The reason we scan all recorded cafes at the end instead of maintaining a running minimum is that we only know the final last positions after processing the full sequence.
Why it works
At any point in the iteration, last[x] is exactly the most recent position of cafe x among the prefix processed so far. Once the loop ends, this value becomes the true last occurrence in the full array. Since the final answer depends only on these last occurrences, selecting the minimum index among them correctly identifies the cafe whose last visit is earliest in time.
Python Solution
import sys
input = sys.stdin.readline
n = int(input())
a = list(map(int, input().split()))
last = {}
for i, x in enumerate(a):
last[x] = i
ans = None
best_pos = 10**18
for x, pos in last.items():
if pos < best_pos:
best_pos = pos
ans = x
print(ans)
The first pass through the array builds the mapping from cafe to its last seen index. The enumeration index i naturally represents the visit time. Each assignment overwrites earlier positions, which is essential to ensure correctness.
The second loop compares stored last positions. We track both the best position and the corresponding cafe. Using a large initial value ensures the first comparison always succeeds.

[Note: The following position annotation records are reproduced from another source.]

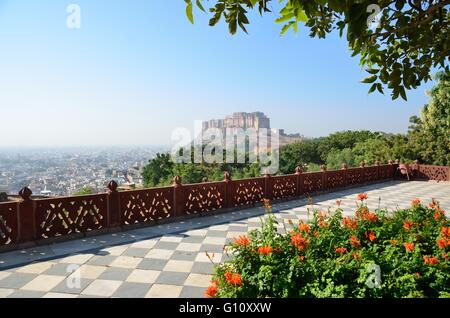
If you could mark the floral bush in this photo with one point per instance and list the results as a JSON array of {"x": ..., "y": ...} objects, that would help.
[{"x": 373, "y": 254}]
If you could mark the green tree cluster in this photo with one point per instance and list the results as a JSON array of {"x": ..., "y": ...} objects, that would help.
[
  {"x": 398, "y": 42},
  {"x": 428, "y": 140}
]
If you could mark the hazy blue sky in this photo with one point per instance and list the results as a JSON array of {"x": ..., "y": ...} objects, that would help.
[{"x": 138, "y": 69}]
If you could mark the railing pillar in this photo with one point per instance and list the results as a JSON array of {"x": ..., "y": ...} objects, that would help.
[
  {"x": 27, "y": 216},
  {"x": 377, "y": 164},
  {"x": 344, "y": 168},
  {"x": 178, "y": 197},
  {"x": 268, "y": 186},
  {"x": 323, "y": 169},
  {"x": 362, "y": 165},
  {"x": 228, "y": 190},
  {"x": 392, "y": 170},
  {"x": 299, "y": 180},
  {"x": 114, "y": 213}
]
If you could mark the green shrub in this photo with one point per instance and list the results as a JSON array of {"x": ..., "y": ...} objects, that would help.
[{"x": 374, "y": 254}]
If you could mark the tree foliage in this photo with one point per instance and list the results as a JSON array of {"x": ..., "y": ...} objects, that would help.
[
  {"x": 430, "y": 134},
  {"x": 398, "y": 50}
]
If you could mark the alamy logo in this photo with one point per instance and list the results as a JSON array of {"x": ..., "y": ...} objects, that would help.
[
  {"x": 74, "y": 18},
  {"x": 227, "y": 145},
  {"x": 374, "y": 279}
]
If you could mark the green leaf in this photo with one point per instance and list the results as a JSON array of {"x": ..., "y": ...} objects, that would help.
[
  {"x": 199, "y": 5},
  {"x": 372, "y": 71},
  {"x": 403, "y": 93},
  {"x": 301, "y": 16},
  {"x": 285, "y": 18},
  {"x": 189, "y": 13},
  {"x": 369, "y": 79},
  {"x": 286, "y": 28}
]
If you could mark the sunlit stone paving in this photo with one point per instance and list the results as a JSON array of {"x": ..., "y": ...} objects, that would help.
[{"x": 169, "y": 260}]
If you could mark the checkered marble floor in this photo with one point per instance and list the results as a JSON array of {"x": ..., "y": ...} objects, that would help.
[{"x": 170, "y": 260}]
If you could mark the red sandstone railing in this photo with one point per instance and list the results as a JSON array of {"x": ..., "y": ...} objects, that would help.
[{"x": 37, "y": 220}]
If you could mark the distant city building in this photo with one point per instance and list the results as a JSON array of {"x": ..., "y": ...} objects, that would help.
[
  {"x": 255, "y": 120},
  {"x": 242, "y": 120}
]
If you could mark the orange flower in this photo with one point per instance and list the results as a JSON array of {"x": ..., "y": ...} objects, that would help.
[
  {"x": 371, "y": 236},
  {"x": 409, "y": 247},
  {"x": 371, "y": 217},
  {"x": 407, "y": 225},
  {"x": 322, "y": 215},
  {"x": 356, "y": 256},
  {"x": 211, "y": 291},
  {"x": 299, "y": 241},
  {"x": 303, "y": 227},
  {"x": 236, "y": 279},
  {"x": 354, "y": 241},
  {"x": 433, "y": 204},
  {"x": 438, "y": 214},
  {"x": 228, "y": 277},
  {"x": 362, "y": 196},
  {"x": 265, "y": 250},
  {"x": 341, "y": 250},
  {"x": 233, "y": 279},
  {"x": 441, "y": 243},
  {"x": 323, "y": 224},
  {"x": 430, "y": 260},
  {"x": 242, "y": 240},
  {"x": 266, "y": 203},
  {"x": 349, "y": 223}
]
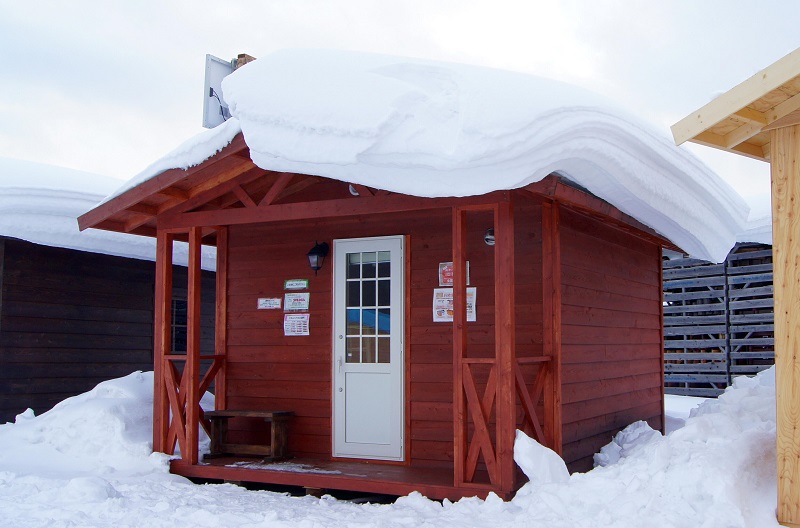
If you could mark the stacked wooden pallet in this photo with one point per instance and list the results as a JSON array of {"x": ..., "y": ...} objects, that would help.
[{"x": 718, "y": 320}]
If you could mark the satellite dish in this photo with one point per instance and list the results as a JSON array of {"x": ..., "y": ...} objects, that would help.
[{"x": 215, "y": 111}]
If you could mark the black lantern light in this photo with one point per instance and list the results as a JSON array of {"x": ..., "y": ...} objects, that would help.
[{"x": 316, "y": 256}]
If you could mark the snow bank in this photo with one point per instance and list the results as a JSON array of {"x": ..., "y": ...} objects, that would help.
[
  {"x": 759, "y": 230},
  {"x": 717, "y": 471},
  {"x": 87, "y": 463},
  {"x": 435, "y": 129},
  {"x": 41, "y": 203}
]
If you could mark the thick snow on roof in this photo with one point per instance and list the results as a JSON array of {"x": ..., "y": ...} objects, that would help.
[
  {"x": 435, "y": 129},
  {"x": 40, "y": 203}
]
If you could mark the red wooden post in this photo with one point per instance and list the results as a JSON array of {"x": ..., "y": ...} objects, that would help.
[
  {"x": 459, "y": 344},
  {"x": 221, "y": 321},
  {"x": 505, "y": 353},
  {"x": 162, "y": 328},
  {"x": 551, "y": 321},
  {"x": 192, "y": 368}
]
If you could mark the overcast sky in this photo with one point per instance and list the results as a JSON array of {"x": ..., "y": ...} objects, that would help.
[{"x": 109, "y": 86}]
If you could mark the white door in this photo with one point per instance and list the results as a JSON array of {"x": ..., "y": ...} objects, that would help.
[{"x": 368, "y": 365}]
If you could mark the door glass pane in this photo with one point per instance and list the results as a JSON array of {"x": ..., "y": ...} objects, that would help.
[
  {"x": 353, "y": 265},
  {"x": 368, "y": 265},
  {"x": 353, "y": 321},
  {"x": 352, "y": 351},
  {"x": 368, "y": 350},
  {"x": 384, "y": 350},
  {"x": 353, "y": 293},
  {"x": 384, "y": 321},
  {"x": 384, "y": 291},
  {"x": 368, "y": 322},
  {"x": 384, "y": 264},
  {"x": 368, "y": 293}
]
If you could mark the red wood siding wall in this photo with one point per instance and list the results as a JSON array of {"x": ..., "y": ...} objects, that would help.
[
  {"x": 268, "y": 370},
  {"x": 611, "y": 355}
]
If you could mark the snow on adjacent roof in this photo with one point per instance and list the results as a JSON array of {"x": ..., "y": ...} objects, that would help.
[
  {"x": 435, "y": 129},
  {"x": 40, "y": 204}
]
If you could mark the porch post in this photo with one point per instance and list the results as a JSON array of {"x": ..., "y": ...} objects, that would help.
[
  {"x": 785, "y": 171},
  {"x": 192, "y": 367},
  {"x": 221, "y": 319},
  {"x": 459, "y": 345},
  {"x": 551, "y": 322},
  {"x": 505, "y": 352},
  {"x": 162, "y": 328}
]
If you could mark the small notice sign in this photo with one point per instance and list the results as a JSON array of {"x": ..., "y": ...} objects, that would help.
[
  {"x": 295, "y": 324},
  {"x": 296, "y": 302},
  {"x": 295, "y": 284},
  {"x": 443, "y": 305},
  {"x": 446, "y": 273},
  {"x": 271, "y": 303}
]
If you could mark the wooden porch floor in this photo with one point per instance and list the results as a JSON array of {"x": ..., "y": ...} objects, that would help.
[{"x": 361, "y": 476}]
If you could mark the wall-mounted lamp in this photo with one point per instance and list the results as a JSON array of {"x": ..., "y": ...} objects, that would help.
[
  {"x": 316, "y": 256},
  {"x": 489, "y": 237}
]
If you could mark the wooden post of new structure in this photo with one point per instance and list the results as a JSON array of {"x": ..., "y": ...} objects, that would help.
[
  {"x": 785, "y": 168},
  {"x": 192, "y": 368},
  {"x": 162, "y": 332},
  {"x": 505, "y": 338}
]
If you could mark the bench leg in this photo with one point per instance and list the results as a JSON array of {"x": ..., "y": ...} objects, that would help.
[
  {"x": 279, "y": 438},
  {"x": 219, "y": 428}
]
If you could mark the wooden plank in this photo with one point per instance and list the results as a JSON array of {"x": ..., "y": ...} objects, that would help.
[
  {"x": 505, "y": 354},
  {"x": 162, "y": 339},
  {"x": 739, "y": 97},
  {"x": 192, "y": 367},
  {"x": 166, "y": 179},
  {"x": 276, "y": 188},
  {"x": 694, "y": 343},
  {"x": 552, "y": 323},
  {"x": 459, "y": 346},
  {"x": 221, "y": 319},
  {"x": 323, "y": 209}
]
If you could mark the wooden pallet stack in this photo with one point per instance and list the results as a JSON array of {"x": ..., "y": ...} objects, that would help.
[{"x": 718, "y": 320}]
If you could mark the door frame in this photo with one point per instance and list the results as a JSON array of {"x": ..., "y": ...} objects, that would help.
[{"x": 403, "y": 420}]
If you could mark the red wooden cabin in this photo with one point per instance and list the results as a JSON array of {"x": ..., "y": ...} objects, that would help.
[{"x": 566, "y": 341}]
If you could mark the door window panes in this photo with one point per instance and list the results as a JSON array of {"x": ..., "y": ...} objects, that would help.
[{"x": 368, "y": 292}]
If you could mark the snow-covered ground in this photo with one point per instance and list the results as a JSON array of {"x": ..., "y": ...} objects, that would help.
[{"x": 87, "y": 462}]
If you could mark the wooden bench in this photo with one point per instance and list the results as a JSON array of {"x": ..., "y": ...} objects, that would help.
[{"x": 278, "y": 447}]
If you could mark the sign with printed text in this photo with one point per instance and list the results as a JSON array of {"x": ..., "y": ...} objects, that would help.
[
  {"x": 446, "y": 273},
  {"x": 269, "y": 303},
  {"x": 295, "y": 324},
  {"x": 295, "y": 284},
  {"x": 443, "y": 305},
  {"x": 296, "y": 302}
]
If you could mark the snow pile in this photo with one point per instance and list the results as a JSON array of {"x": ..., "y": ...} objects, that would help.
[
  {"x": 191, "y": 152},
  {"x": 540, "y": 464},
  {"x": 87, "y": 462},
  {"x": 678, "y": 409},
  {"x": 717, "y": 471},
  {"x": 436, "y": 129},
  {"x": 41, "y": 203},
  {"x": 759, "y": 230}
]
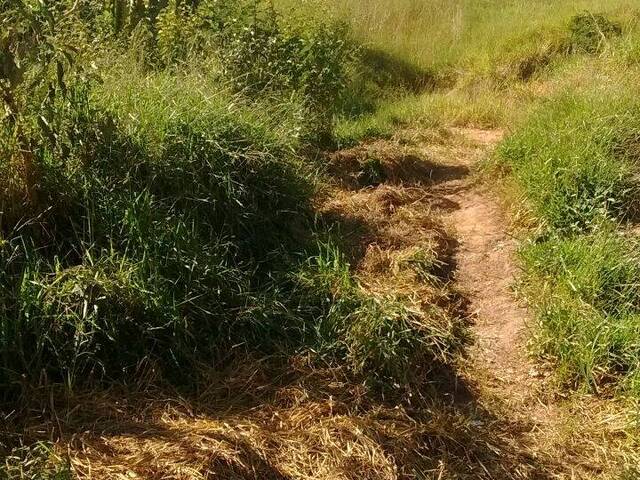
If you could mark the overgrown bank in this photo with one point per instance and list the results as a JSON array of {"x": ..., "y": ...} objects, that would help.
[{"x": 171, "y": 228}]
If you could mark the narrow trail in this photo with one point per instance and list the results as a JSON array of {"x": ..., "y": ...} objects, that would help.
[
  {"x": 486, "y": 270},
  {"x": 494, "y": 414}
]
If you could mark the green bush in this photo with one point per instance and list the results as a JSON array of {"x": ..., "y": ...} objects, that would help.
[{"x": 588, "y": 303}]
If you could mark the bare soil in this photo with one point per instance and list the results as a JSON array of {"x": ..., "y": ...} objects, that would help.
[{"x": 495, "y": 416}]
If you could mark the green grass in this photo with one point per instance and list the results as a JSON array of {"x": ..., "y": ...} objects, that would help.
[
  {"x": 166, "y": 215},
  {"x": 574, "y": 159}
]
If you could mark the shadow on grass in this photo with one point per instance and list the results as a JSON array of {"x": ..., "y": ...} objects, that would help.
[{"x": 265, "y": 422}]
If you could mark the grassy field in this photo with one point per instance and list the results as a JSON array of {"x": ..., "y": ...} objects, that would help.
[{"x": 169, "y": 216}]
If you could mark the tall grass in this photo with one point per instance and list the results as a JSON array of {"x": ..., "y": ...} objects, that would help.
[
  {"x": 167, "y": 217},
  {"x": 575, "y": 161}
]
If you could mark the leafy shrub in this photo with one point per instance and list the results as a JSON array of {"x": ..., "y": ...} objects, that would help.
[
  {"x": 271, "y": 55},
  {"x": 590, "y": 32}
]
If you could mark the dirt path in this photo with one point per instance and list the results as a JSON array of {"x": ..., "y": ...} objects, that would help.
[
  {"x": 490, "y": 417},
  {"x": 486, "y": 272}
]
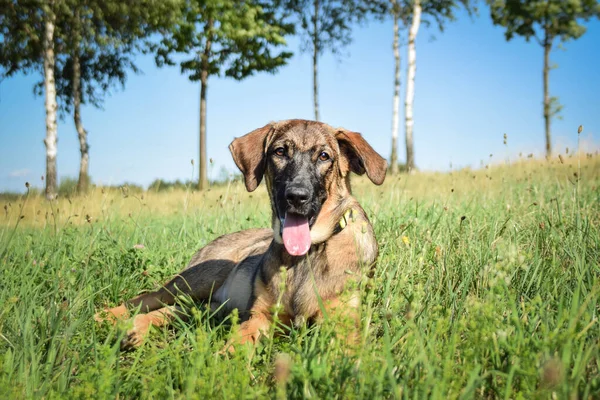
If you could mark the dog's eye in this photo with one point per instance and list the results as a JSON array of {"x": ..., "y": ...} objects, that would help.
[{"x": 323, "y": 156}]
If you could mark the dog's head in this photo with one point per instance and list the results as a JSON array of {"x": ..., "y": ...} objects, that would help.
[{"x": 307, "y": 166}]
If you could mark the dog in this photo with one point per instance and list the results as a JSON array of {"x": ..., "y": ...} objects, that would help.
[{"x": 320, "y": 237}]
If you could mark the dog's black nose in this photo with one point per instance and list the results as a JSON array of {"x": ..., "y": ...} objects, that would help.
[{"x": 297, "y": 196}]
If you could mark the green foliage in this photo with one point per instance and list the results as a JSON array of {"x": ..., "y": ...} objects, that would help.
[
  {"x": 487, "y": 286},
  {"x": 555, "y": 18},
  {"x": 103, "y": 35},
  {"x": 226, "y": 37}
]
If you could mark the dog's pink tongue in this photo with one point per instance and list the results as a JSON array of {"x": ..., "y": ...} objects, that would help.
[{"x": 296, "y": 234}]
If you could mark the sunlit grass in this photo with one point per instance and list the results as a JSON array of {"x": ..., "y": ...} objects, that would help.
[{"x": 487, "y": 285}]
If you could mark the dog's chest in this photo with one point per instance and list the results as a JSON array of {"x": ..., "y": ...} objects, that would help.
[{"x": 307, "y": 284}]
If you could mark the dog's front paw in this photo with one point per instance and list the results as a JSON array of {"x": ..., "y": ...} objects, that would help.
[
  {"x": 112, "y": 315},
  {"x": 135, "y": 336}
]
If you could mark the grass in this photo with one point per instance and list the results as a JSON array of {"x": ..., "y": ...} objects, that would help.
[{"x": 487, "y": 286}]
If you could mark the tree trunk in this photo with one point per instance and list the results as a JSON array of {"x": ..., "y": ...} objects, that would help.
[
  {"x": 83, "y": 181},
  {"x": 396, "y": 102},
  {"x": 547, "y": 102},
  {"x": 315, "y": 59},
  {"x": 202, "y": 172},
  {"x": 410, "y": 84},
  {"x": 50, "y": 102}
]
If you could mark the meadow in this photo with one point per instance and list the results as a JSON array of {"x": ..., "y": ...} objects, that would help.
[{"x": 487, "y": 286}]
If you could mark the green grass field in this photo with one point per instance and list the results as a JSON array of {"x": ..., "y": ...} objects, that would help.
[{"x": 487, "y": 286}]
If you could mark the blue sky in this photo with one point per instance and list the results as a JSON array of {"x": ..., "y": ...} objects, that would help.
[{"x": 471, "y": 87}]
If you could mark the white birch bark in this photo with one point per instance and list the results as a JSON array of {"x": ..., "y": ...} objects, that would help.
[
  {"x": 396, "y": 101},
  {"x": 410, "y": 84},
  {"x": 315, "y": 60},
  {"x": 50, "y": 103}
]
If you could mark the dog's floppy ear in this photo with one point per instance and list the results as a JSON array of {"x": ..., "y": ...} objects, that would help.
[
  {"x": 248, "y": 153},
  {"x": 361, "y": 156}
]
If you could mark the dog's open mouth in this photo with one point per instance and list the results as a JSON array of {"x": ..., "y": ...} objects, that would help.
[{"x": 296, "y": 234}]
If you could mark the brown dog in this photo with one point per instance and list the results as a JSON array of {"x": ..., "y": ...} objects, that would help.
[{"x": 320, "y": 235}]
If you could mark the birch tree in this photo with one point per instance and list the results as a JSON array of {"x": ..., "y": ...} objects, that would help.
[
  {"x": 101, "y": 39},
  {"x": 428, "y": 11},
  {"x": 397, "y": 11},
  {"x": 224, "y": 37},
  {"x": 28, "y": 31},
  {"x": 326, "y": 25},
  {"x": 547, "y": 22}
]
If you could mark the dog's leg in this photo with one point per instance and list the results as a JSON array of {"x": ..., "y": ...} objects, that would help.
[
  {"x": 142, "y": 323},
  {"x": 198, "y": 282},
  {"x": 346, "y": 308}
]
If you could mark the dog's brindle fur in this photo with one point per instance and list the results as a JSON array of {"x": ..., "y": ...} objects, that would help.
[{"x": 306, "y": 166}]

A common pitfall is using 1-based vs 0-based indexing inconsistently. Here we use 0-based indices internally, but since we only compare relative ordering, the final answer remains correct regardless of indexing base.
Worked Examples
Sample 1
Input:
5
1 3 2 1 2
| i | cafe | last after step |
|---|---|---|
| 0 | 1 | {1:0} |
| 1 | 3 | {1:0, 3:1} |
| 2 | 2 | {1:0, 3:1, 2:2} |
| 3 | 1 | {1:3, 3:1, 2:2} |
| 4 | 2 | {1:3, 3:1, 2:4} |
Final last occurrences are 1 → 3, 3 → 1, 2 → 4. The minimum is position 1, corresponding to cafe 3.
Output:
3
This trace shows that only the final overwrite matters. Earlier occurrences of cafe 1 and 2 are irrelevant once their last visit is updated.
Sample 2
Input:
6
2 1 2 2 4 1
| i | cafe | last after step |
|---|---|---|
| 0 | 2 | {2:0} |
| 1 | 1 | {2:0, 1:1} |
| 2 | 2 | {2:2, 1:1} |
| 3 | 2 | {2:3, 1:1} |
| 4 | 4 | {2:3, 1:1, 4:4} |
| 5 | 1 | {2:3, 1:5, 4:4} |
Final last positions are 2 → 3, 1 → 5, 4 → 4. The minimum is 3, corresponding to cafe 2.
Output:
2
This example highlights repeated overwriting. Cafe 2 appears multiple times, but only its final occurrence determines its score.
Complexity Analysis
| Measure | Complexity | Explanation |
|---|---|---|
| Time | O(n) | One pass to record last occurrences and one pass over distinct keys |
| Space | O(n) | Stores at most one entry per distinct cafe |
The solution fits comfortably within constraints since 200,000 operations are trivial for a linear pass in Python, and dictionary operations are amortized constant time.
Test Cases
import sys, io
def run(inp: str) -> str:
sys.stdin = io.StringIO(inp)
input = sys.stdin.readline
n = int(input())
a = list(map(int, input().split()))
last = {}
for i, x in enumerate(a):
last[x] = i
ans = None
best_pos = 10**18
for x, pos in last.items():
if pos < best_pos:
best_pos = pos
ans = x
return str(ans)
# provided samples
assert run("5\n1 3 2 1 2\n") == "3"
assert run("6\n2 1 2 2 4 1\n") == "2"
# minimum size
assert run("1\n7\n") == "7"
# all equal
assert run("5\n9 9 9 9 9\n") == "9"
# strictly increasing distinct
assert run("4\n1 2 3 4\n") == "1"
# last is earliest candidate
assert run("5\n5 4 3 2 1\n") == "5"
| Test input | Expected output | What it validates |
|---|---|---|
| single element | same element | minimum boundary case |
| all equal | that value | repeated overwrite correctness |
| increasing sequence | first element | earliest last occurrence |
| decreasing sequence | last element | reverse ordering correctness |
Edge Cases
Single visit
Input:
1
10
The algorithm stores last[10] = 0. No other entries exist, so the minimum is trivially 10. The output is correct because the only cafe is both first and last by definition.
All cafes identical
Input:
5
3 3 3 3 3
Every iteration overwrites last[3], but the value remains 3 with final position 4. Since there is only one key in the dictionary, it is automatically selected. This confirms that repeated overwriting does not affect correctness.
All distinct cafes
Input:
4
8 1 6 2
Final last map is {8:0, 1:1, 6:2, 2:3}. The minimum index is 0, so cafe 8 is chosen. This shows the solution correctly reduces to finding the earliest occurrence when no repeats exist.